#52 – Getting professional help

June 8, 2012 at 1:12 pm | Posted in adoption issues, Adoptive parenting do's, Professional help, Raising the adopted child | Leave a comment


Last week I met with some people from a local university – two heads of departments and one Dean – in hopes of discussing adding adoption issues to their curriculum.  My work experience has shown me that the general education that social workers, therapists, and counselors receive does not include adoption issues.


My plea was understood and agreed with, but I made no progress.  I did learn, however, the reason why colleges and universities do not include this area, even though one third of all adolescents in therapy are adopted.  Because these professions are regulated and people are licensed, the state dictates what must be taught in order to pass the exams.  Adoption isn’t in that mix.


I was told that there are many niche areas in counseling and all cannot be addressed, so they give a general education and emphasize that the student should learn on their own after graduation – concentrating on the particular needs of the job they get.  In working at a children’s home where two of every five children came from a failed adoption, I didn’t see evidence of this happening.  The professionals had almost no knowledge of adoption issues, and in general thought there really weren’t any special issues that adopted children face.

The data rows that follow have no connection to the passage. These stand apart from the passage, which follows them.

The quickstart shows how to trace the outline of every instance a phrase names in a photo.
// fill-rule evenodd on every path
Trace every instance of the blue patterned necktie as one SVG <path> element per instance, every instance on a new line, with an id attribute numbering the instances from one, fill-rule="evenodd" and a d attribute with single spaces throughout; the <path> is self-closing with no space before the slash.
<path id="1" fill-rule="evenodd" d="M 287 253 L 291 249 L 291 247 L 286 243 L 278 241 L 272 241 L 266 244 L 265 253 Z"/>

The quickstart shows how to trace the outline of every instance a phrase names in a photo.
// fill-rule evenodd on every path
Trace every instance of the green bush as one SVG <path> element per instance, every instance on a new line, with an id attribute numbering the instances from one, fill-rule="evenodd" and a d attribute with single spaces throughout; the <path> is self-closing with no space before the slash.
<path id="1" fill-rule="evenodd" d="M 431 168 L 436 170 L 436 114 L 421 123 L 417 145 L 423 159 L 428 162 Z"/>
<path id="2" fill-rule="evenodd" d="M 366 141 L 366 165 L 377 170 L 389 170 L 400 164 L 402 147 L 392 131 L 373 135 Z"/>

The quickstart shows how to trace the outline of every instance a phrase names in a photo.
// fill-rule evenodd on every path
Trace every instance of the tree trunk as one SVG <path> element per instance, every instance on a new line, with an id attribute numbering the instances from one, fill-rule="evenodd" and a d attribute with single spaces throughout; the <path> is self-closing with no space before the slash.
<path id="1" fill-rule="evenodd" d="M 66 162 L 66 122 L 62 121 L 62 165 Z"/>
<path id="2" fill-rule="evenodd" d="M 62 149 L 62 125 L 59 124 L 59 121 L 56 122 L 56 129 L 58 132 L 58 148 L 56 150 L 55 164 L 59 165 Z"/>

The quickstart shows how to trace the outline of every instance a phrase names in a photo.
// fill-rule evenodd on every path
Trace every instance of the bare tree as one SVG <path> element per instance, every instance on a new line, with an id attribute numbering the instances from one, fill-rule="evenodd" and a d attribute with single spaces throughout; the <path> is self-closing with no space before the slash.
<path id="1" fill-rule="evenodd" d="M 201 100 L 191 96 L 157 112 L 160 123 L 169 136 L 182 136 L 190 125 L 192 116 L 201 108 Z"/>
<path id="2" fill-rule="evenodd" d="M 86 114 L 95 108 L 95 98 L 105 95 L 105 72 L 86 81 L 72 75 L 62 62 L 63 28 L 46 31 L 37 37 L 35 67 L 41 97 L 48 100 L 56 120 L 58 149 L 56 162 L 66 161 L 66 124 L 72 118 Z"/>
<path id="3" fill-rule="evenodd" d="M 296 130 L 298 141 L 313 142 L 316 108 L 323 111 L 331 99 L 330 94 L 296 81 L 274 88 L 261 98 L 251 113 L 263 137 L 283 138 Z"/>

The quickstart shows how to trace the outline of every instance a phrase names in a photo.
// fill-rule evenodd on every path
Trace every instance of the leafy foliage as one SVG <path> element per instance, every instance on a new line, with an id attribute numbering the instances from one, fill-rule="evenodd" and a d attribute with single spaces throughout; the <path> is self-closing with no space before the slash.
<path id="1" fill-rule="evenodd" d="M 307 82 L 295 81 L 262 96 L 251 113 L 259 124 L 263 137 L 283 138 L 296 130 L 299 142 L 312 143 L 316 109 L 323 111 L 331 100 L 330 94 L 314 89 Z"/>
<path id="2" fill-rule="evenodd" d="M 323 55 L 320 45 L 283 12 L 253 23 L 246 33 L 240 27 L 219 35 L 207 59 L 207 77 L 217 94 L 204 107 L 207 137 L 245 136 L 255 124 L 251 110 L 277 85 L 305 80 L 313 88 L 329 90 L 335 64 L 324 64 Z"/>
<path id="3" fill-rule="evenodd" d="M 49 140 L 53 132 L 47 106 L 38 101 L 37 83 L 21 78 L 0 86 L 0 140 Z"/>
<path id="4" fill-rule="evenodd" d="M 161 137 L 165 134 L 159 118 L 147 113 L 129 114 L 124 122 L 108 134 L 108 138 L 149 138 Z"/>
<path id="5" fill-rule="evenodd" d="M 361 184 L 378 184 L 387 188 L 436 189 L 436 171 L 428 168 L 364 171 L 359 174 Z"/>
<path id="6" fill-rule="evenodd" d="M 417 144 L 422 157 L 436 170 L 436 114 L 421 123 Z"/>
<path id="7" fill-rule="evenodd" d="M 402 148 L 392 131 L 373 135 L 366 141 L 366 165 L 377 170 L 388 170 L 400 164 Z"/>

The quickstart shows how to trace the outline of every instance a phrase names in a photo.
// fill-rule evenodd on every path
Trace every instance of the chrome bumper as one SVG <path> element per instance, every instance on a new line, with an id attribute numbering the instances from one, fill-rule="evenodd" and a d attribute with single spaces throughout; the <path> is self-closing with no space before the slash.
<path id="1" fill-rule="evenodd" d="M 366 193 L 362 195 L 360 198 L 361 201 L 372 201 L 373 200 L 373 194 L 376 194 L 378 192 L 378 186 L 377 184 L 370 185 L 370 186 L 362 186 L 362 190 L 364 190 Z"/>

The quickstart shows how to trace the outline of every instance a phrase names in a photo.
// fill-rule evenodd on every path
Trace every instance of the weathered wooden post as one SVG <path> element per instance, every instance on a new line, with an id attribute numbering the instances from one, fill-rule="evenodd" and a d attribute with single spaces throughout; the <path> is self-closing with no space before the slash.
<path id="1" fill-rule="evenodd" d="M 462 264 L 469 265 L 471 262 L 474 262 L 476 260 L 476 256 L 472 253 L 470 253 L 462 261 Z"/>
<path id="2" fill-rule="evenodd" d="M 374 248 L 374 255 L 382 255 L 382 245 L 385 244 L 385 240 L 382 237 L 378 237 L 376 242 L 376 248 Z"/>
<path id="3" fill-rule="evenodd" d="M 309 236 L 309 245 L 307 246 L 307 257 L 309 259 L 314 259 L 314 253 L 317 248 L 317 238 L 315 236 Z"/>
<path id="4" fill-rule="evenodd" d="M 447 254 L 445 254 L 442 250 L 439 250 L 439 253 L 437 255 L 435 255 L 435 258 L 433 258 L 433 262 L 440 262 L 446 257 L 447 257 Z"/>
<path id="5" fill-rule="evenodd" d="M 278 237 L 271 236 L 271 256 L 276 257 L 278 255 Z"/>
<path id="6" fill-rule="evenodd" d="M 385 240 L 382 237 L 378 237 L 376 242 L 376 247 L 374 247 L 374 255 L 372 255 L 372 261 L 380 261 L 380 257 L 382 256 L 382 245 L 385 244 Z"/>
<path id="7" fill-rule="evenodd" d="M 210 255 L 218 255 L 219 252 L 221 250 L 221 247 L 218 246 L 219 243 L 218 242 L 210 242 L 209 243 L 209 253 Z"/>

One of the department heads at the meeting is also associated with a counseling firm and upon her recommendation, I am going to meet with them next week.  They are starting an ambitious program for professionals to introduce them to adoption.  I’m anxious to hear about it and am delighted they are doing this.


Bottom line – which you will read in almost all adoption books – if you do seek professional help with your adopted children, don’t go to just any counselor.  Make sure they are schooled in and understand the unique issues adopted children (and adults) deal with on a daily basis.  Adoption issues are real, logical and justified.  These issues deserve to be recognized as legitimate, and our children need to be understood before they can be helped.  It may be difficult to find an “adoption expert”, but the results will make the effort worthwhile.  Your children need to talk with someone who knows what they are feeling and can truly understand their unique thoughts.